Applying Text Classification Using Logistic Regression

A comparison between BoW and Tf-Idf

Idil Ismiguzel
Analytics Vidhya

--

Photo by Daniel Eledut on Unsplash

Creating “language-aware data products” are becoming more and more important for businesses and organizations. Leveraging on machine learning and NLP, organizations can interact with their customers both rationally and emotionally, improve their customer experience, and provide tailored assistance.

Although text is unstructured data and it is generally produced by people to be understood by other people. So how can we process a large amount of text, transform it into a representation that we can build on machine learning models to predict and classify?

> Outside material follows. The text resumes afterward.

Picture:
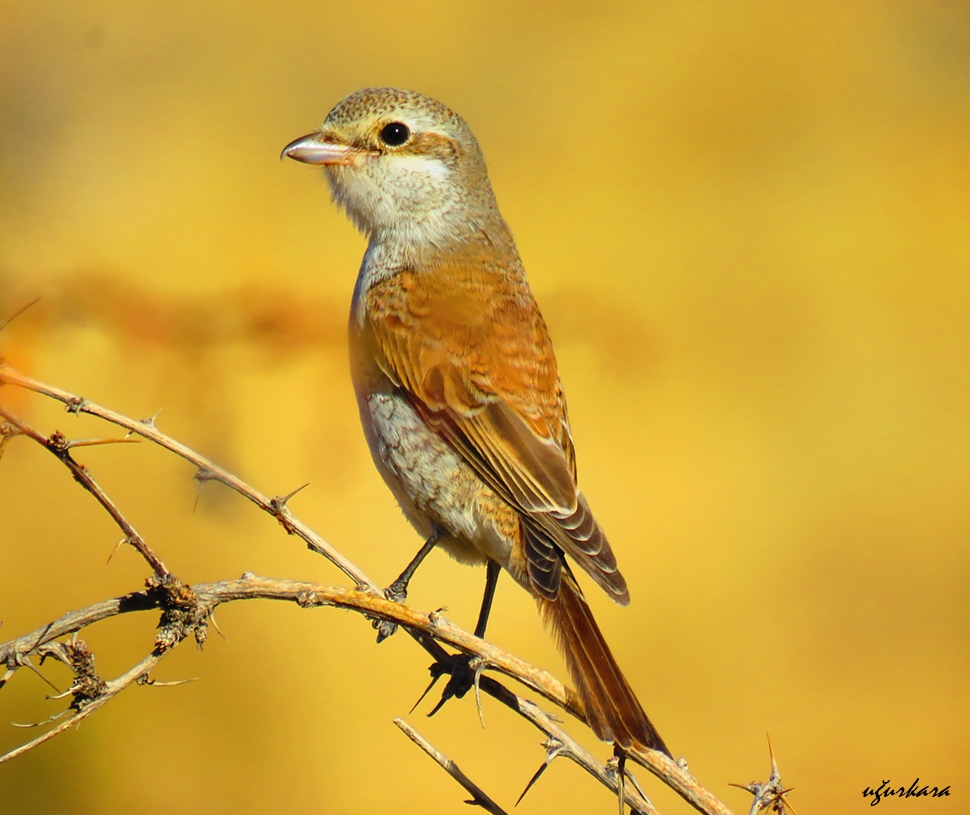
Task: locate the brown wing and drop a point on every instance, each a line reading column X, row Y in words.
column 469, row 346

If you want to get an introduction to applications of text and NLP per se, you can have a look at my previous article.

In this article, I will be investigating Amazon’s fine food reviews dataset which spans a period of more than 10 years, including ~500,000 reviews between Oct 1999 — Oct 2012. Step by step I will be building a machine learning model to determine whether a review is positive or negative.

You can reach all the code here in my GitHub!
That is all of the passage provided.